5.24.8. Adding new items to a dict
#
Adding a new item to an existing dict is just an assignment.
counts["T"] = 0
5.24.9. Updating an existing item#
But where dicts become really valuable is when you need to dynamically update a value. We’ve shown this above in the case of constructing our dict of nucleotide counts (the counts are incremented). But consider the case when we have a mutable data type, such as a list
, as the value. Let’s consider the following data
data = [['FlyingFox', '8.57'],
['DogFaced', '7.66'],
['edge.0', '4.66']]
Say we want to convert the second column to floats. We can do this by iterating over the rows and only convert the index 1
. Another approach is to construct separate lists for each column and convert the entire column [4]. We start by defining our dictionary with the keys assigned values of empty lists. (I’m using assignment unpacking again.)

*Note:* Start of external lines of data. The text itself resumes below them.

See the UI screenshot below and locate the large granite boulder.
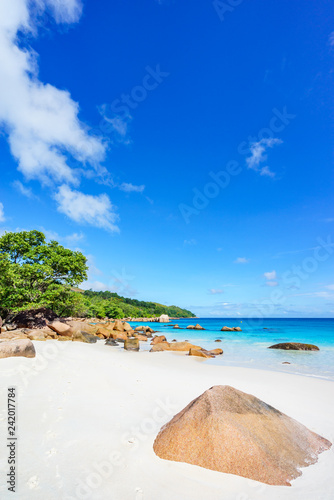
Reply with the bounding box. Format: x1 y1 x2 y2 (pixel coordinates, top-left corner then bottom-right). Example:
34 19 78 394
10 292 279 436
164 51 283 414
72 331 98 344
150 342 201 352
0 339 36 358
153 386 331 485
124 338 139 351
189 348 223 358
110 330 128 341
268 342 320 351
189 348 215 358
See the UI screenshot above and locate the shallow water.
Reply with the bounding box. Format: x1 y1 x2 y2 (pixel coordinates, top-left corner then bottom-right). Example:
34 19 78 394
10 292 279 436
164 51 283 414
131 318 334 380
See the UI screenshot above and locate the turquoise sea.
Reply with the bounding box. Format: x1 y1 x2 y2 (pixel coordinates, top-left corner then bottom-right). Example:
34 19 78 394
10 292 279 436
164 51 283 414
131 318 334 380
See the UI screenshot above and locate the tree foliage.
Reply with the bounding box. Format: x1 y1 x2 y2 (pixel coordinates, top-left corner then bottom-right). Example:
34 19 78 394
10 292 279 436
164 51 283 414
83 290 195 318
0 231 88 315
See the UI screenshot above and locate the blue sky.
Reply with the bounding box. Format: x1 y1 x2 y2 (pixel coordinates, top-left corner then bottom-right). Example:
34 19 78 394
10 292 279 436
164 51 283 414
0 0 334 317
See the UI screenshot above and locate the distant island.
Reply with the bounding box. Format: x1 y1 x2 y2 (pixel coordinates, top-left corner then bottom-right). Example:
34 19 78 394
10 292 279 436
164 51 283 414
76 289 196 319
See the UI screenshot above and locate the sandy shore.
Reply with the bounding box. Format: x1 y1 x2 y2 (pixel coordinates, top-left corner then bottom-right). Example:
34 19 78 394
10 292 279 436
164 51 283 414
0 341 334 500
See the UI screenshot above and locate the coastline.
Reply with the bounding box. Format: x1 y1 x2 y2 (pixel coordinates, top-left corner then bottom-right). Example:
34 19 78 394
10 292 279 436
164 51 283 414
0 340 334 500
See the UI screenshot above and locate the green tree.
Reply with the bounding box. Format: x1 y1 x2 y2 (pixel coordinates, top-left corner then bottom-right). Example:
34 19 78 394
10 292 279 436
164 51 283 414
0 231 88 315
105 301 124 319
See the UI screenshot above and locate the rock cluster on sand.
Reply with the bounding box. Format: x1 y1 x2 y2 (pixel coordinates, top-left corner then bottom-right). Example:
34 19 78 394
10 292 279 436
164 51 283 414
0 339 36 358
187 323 205 330
189 348 223 358
153 386 331 485
221 326 242 332
268 342 320 351
150 341 201 352
124 338 139 351
0 308 153 343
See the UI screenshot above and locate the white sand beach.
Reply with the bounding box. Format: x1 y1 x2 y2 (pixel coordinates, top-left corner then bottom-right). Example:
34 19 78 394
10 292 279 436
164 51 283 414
0 340 334 500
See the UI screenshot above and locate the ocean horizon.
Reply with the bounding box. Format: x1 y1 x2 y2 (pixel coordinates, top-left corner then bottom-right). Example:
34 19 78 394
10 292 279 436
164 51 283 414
130 318 334 380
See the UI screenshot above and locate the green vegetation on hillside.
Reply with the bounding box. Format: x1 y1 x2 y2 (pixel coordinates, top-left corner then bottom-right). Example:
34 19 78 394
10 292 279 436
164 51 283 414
83 290 195 318
0 231 194 318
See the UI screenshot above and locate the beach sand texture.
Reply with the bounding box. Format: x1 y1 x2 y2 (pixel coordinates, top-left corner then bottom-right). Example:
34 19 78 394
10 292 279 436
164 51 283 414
0 340 334 500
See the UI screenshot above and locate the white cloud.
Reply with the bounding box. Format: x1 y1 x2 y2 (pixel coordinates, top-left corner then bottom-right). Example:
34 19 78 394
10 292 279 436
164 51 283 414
266 281 278 286
12 181 37 199
246 138 282 177
41 227 85 246
0 0 106 184
260 167 276 177
263 271 277 280
0 202 6 222
55 185 119 232
119 182 145 193
234 257 249 264
183 238 197 246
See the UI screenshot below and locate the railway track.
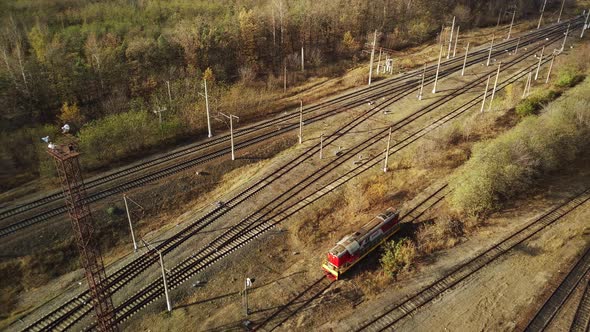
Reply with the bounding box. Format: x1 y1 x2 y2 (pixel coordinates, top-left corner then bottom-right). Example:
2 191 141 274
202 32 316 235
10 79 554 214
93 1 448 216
525 248 590 332
356 189 590 331
253 276 334 331
91 36 568 330
570 279 590 332
0 14 580 237
19 18 584 331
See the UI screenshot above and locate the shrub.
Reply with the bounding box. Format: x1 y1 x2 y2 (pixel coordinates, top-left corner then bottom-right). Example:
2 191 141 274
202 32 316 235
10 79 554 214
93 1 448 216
516 90 560 117
381 238 416 278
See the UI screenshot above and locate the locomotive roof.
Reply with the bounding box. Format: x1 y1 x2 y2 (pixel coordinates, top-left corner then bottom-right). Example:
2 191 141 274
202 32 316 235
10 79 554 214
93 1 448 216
330 210 397 255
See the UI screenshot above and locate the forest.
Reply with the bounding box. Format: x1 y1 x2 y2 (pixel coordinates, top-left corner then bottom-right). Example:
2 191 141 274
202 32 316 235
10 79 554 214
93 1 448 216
0 0 560 189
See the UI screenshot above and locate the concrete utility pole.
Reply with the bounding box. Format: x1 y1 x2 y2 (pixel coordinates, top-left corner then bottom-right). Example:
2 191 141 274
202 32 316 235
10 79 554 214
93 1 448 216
369 30 377 85
123 194 143 252
301 46 305 71
141 238 172 312
219 112 240 160
557 0 565 23
545 53 555 84
418 64 426 100
447 16 455 59
383 127 391 173
299 100 303 144
535 45 545 81
203 78 213 138
522 69 533 98
486 35 496 67
166 81 172 105
537 0 547 30
320 133 324 160
580 9 590 38
560 24 570 52
479 74 492 113
244 278 254 316
432 45 443 93
461 42 469 76
154 106 167 130
377 47 383 75
488 62 502 112
453 26 461 58
506 9 516 40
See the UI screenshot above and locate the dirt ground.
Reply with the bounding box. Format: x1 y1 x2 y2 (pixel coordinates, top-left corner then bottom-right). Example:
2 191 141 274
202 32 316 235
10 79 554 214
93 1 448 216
2 9 587 331
350 165 590 331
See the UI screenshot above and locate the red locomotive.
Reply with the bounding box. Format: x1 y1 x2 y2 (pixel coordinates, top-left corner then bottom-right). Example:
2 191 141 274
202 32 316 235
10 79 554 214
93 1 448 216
322 209 400 279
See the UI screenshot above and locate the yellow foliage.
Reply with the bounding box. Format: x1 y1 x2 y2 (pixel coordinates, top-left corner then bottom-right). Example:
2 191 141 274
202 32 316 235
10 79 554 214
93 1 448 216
59 102 84 126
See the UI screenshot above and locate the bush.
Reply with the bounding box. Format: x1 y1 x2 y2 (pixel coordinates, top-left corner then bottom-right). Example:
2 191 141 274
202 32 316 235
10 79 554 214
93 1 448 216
381 238 416 278
555 67 584 88
416 217 463 254
450 83 590 216
516 90 560 117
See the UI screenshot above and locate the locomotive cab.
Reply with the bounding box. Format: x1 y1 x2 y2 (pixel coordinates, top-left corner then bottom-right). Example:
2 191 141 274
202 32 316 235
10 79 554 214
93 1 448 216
322 210 399 279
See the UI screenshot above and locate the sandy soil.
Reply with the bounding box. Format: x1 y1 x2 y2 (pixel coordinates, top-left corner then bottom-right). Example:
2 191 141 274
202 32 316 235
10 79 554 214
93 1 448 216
2 9 588 330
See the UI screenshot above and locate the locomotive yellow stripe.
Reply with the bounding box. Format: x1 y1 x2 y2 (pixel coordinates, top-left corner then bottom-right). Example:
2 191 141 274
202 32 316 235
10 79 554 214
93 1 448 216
322 224 401 278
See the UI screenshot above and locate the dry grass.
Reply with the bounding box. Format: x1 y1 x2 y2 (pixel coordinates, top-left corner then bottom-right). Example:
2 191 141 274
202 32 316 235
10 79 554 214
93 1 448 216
416 216 464 255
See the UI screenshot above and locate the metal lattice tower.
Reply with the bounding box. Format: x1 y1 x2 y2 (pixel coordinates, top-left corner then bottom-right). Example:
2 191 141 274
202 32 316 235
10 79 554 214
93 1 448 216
48 145 117 331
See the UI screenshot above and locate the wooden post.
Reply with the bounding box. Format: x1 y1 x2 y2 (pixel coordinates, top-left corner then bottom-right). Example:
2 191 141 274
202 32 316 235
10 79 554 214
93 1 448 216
557 0 565 23
203 78 213 138
283 62 287 93
453 26 461 58
488 62 502 112
418 64 426 100
580 9 590 38
535 45 545 81
506 9 516 40
447 16 455 59
461 42 469 76
545 54 555 84
369 30 377 85
299 100 303 144
486 35 496 66
537 0 547 30
383 127 391 173
377 47 383 75
320 133 324 159
561 24 570 52
479 74 492 113
301 46 305 71
432 45 443 93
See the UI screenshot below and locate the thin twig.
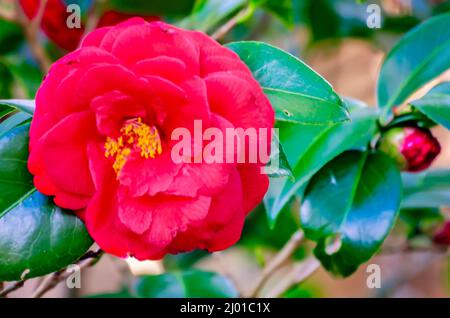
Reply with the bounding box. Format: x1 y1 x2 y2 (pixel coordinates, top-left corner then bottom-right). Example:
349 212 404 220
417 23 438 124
82 0 106 39
0 280 25 298
211 7 251 41
31 250 103 298
265 256 320 298
14 0 51 73
246 230 304 297
379 244 450 256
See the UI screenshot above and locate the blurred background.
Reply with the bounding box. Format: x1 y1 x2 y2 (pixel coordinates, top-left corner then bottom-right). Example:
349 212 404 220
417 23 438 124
0 0 450 297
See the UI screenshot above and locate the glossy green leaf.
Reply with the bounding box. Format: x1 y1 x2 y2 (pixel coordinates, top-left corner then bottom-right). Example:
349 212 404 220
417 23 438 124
300 151 402 276
134 270 238 298
0 55 44 99
227 42 348 125
264 107 377 224
0 99 36 115
410 82 450 130
264 133 294 181
378 13 450 118
0 125 92 281
402 169 450 209
0 18 23 55
179 0 247 32
107 0 195 15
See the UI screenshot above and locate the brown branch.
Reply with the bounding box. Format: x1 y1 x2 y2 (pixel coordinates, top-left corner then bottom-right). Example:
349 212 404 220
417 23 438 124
0 280 25 298
265 256 320 298
249 230 304 297
14 0 51 73
31 249 103 298
211 7 251 41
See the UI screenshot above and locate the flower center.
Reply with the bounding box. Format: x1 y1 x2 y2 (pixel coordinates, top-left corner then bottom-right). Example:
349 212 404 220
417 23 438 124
105 117 162 174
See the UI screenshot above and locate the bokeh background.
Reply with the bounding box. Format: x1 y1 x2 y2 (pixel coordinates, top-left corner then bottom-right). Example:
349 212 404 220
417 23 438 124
0 0 450 297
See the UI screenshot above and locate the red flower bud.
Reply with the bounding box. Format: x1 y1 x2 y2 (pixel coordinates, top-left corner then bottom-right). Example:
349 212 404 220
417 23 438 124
379 127 441 172
433 221 450 245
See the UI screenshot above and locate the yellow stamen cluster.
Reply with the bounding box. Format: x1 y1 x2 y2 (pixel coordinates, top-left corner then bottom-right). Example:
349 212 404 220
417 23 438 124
105 117 162 174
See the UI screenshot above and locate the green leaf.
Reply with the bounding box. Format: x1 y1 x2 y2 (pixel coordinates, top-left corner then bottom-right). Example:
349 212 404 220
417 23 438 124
134 270 238 298
0 99 36 115
378 13 450 119
0 55 43 98
402 169 450 209
264 132 295 181
0 19 23 55
107 0 195 15
252 0 295 27
301 151 402 277
410 82 450 130
264 107 378 224
0 125 92 281
227 42 348 125
178 0 247 32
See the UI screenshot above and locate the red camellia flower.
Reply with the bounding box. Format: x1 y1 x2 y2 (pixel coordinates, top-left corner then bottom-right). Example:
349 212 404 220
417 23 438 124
20 0 158 51
29 18 274 259
433 221 450 245
379 127 441 172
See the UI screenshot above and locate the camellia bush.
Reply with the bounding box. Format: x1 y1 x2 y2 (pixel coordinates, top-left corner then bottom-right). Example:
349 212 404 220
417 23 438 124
0 0 450 297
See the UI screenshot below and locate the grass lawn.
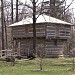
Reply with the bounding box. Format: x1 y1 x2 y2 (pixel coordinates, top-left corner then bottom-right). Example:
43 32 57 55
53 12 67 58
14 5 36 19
0 58 75 75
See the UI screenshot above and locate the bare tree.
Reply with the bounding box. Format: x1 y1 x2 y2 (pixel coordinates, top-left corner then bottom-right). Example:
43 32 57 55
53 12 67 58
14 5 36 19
1 0 4 50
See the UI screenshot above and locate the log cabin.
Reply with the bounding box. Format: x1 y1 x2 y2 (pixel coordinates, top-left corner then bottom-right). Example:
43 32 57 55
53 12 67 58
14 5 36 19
9 14 72 57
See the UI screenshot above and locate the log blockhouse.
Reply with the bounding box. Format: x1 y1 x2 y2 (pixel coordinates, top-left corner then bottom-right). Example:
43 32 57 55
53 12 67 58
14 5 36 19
9 14 72 57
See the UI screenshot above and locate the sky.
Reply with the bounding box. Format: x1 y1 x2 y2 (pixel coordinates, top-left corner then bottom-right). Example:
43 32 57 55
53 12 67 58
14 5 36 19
8 0 75 21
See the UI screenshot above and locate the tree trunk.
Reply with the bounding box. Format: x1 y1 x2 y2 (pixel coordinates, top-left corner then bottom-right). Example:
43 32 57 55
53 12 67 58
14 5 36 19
16 0 18 22
33 0 36 54
1 0 4 50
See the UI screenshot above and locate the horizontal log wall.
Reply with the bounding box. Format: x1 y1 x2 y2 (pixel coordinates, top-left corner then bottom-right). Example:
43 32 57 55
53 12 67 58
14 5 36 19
46 24 71 39
13 38 65 57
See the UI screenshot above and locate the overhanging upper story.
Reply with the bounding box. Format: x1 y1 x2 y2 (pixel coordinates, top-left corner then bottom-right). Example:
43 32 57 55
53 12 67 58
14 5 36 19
9 15 73 39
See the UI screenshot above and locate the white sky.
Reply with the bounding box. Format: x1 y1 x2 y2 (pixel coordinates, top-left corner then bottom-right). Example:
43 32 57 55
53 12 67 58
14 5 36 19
8 0 75 16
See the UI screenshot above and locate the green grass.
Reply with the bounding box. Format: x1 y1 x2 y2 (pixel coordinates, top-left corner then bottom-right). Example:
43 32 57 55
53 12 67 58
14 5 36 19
0 58 75 75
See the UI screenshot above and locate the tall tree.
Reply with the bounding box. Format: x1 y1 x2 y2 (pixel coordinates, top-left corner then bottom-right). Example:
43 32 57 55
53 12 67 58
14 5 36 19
1 0 4 50
16 0 18 22
33 0 36 54
11 0 13 23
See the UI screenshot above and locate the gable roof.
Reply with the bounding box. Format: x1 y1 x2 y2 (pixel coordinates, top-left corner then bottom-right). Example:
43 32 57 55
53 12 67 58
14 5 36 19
9 14 73 26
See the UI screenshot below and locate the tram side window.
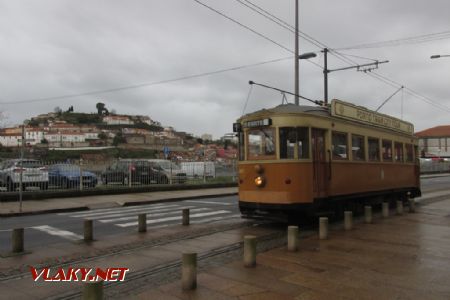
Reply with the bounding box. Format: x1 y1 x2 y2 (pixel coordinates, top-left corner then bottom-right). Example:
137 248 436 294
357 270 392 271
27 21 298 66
280 127 297 158
247 128 275 159
394 142 403 162
367 138 380 161
405 144 414 162
297 127 309 158
382 140 392 161
352 134 366 160
280 127 309 159
238 132 245 160
331 132 348 159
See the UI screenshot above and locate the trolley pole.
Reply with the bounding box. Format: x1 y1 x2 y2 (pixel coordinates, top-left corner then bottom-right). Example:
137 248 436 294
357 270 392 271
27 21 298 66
294 0 300 105
323 48 328 106
18 124 25 213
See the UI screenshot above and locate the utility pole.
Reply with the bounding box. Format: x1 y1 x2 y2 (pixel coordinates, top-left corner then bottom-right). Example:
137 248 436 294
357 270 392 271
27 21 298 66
323 48 328 106
294 0 300 105
19 123 25 213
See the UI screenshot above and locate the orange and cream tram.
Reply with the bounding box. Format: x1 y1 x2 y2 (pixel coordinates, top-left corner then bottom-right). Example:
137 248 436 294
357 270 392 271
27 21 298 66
233 100 420 217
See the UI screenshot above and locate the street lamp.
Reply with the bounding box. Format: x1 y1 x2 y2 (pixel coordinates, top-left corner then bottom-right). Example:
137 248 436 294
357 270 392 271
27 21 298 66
298 52 317 59
430 54 450 59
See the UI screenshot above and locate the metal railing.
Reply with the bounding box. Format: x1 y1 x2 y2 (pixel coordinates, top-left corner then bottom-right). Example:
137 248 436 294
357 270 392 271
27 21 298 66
0 159 237 193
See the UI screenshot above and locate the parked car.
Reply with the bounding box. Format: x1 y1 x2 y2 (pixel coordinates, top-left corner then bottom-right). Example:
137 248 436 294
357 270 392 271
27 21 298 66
102 159 169 185
181 161 216 178
0 159 48 191
148 159 187 183
48 164 98 189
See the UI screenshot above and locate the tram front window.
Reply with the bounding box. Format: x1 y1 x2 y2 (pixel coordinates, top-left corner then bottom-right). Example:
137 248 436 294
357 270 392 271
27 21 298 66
247 128 275 159
280 127 309 159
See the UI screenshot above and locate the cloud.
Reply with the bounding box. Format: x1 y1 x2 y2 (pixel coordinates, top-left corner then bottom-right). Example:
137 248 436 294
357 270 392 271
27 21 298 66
0 0 450 138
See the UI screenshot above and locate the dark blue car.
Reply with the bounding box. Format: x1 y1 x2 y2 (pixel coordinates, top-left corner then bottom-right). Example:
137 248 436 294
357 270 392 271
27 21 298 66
48 164 98 189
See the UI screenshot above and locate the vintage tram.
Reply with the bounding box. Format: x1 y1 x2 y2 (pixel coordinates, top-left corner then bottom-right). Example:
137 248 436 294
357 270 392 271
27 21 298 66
233 100 420 218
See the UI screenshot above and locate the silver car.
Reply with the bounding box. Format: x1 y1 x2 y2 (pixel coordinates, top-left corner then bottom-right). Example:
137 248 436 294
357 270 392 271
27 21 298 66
0 159 48 191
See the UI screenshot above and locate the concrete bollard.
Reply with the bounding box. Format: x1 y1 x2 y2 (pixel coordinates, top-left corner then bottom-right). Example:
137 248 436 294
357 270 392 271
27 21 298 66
288 226 298 252
364 205 373 224
381 202 389 218
244 235 256 268
397 200 403 215
83 280 103 300
182 208 189 226
344 210 353 230
138 214 147 232
319 217 328 240
11 228 24 253
84 220 94 242
181 253 197 290
409 198 416 213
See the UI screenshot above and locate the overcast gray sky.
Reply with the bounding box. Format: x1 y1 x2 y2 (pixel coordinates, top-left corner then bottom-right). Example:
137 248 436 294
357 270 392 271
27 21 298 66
0 0 450 138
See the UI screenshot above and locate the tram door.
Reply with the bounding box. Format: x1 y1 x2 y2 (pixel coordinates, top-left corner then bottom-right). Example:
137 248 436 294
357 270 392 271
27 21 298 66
311 128 328 198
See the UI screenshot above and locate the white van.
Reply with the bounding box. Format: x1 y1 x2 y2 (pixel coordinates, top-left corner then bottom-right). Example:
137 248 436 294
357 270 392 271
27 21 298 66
147 159 187 183
181 161 216 178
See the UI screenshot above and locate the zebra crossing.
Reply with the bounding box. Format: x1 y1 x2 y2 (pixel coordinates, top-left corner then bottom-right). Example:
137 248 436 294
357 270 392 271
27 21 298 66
58 200 241 228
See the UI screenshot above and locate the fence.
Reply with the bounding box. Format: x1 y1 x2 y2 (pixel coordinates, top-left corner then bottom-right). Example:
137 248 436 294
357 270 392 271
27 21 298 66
420 158 450 174
0 159 236 192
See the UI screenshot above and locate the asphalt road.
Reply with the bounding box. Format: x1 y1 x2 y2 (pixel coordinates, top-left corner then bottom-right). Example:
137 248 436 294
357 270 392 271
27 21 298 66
0 176 450 252
0 196 240 252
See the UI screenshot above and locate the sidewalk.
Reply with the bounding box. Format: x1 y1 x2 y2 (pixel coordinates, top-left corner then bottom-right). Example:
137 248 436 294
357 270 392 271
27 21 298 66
0 187 237 217
136 200 450 300
0 193 450 300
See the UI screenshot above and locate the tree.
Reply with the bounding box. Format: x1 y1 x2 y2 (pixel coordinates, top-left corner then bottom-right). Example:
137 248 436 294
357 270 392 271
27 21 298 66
95 102 105 115
113 131 127 146
95 102 109 116
98 132 108 141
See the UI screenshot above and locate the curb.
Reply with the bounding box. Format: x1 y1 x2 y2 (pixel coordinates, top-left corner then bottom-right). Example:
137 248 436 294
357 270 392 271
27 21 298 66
0 206 89 218
0 193 238 218
122 193 238 206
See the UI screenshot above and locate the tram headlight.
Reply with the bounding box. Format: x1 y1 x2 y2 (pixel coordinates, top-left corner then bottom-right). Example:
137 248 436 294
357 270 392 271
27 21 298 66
255 176 266 187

I know this is a little contrived, but it’s the best example I can come up with right now. The point is how we can update the value of a mutable object!
by_column = {"name": [], "stat": []}
for name, stat in data:
by_column["name"].append(name)
by_column["stat"].append(stat)
by_column
{'name': ['FlyingFox', 'DogFaced', 'edge.0'], 'stat': ['8.57', '7.66', '4.66']}
In the above, the by_column[<key name>]
returns the value for that key. We can then directly access methods on that returned object using the .
syntax (in this case, the append()
method) which we use, appending a new value to. This is an example of method chaining (see Method chaining).
We can now apply our casting to the numerical column only.
by_column["stat"] = [float(v) for v in by_column["stat"]]
by_column
{'name': ['FlyingFox', 'DogFaced', 'edge.0'], 'stat': [8.57, 7.66, 4.66]}
This pattern of modifying the value associated with a key based on its current value is extremely useful.